The Sabbath

By Abraham Joshua Heschel


This book was recommended to me by the Reform rabbi at Yale as part of my education during conversion. When she recommended it, she did so with the specific observation that it would help me to understand spirituality in modern Judaism better, so that perhaps I could introduce more spirituality into my understanding of Jewish life as I was crafting what I wanted Jewish life to look like for myself. I didn’t get around to reading it for a long time, but while fasting on my first Yom Kippur I decided it would be a good way to spend some of my empty-belly time.

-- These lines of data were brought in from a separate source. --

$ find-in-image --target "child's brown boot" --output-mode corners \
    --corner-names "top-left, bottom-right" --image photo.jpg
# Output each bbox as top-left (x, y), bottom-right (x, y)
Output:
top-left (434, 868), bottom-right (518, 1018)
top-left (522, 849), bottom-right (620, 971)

The book is short, and very easy to read, but I can’t say that I found it to be profound or inspiring. It reads to me like an invitation to spiritualism written by and for a person who already feels spiritual—a person who already believes in a deep way in the human soul. For me (a person who does not feel intrinsically connected to the spiritual aspects of the world or myself) the book was vaguely annoying. I wanted to ask too many questions of it: isn’t the gendered language describing the Sabbath interesting, and what does it mean for a modern Jew who isn’t a cis man? Is the dichotomy between the work of the week and the rest of the Sabbath a pure one, or can rest really be a form of work, and work a form of rest for some people, and what does that mean for practicing this ritual? How is the practice of resting on the Sabbath tied up in one’s socio-economic privilege, and what do we do about people—like myself—who feel like resting on the Sabbath would hinder many of their other career and general life goals and needs? The book isn’t interested in asking these questions, nor does it seem self-conscious of the fact that it might spur them. It reads more like pastoral stream of consciousness poetry, evocative maybe of Whitman or Wordsworth at times; a piece of art reflecting a worldview, but not really arguing for that worldview in a dense way. In short, I didn’t really like it, just like I don’t like Whitman and Wordsworth. But, I could see it being powerful for those already of a mind to enjoy it, and I don’t think it was a waste of time to read it.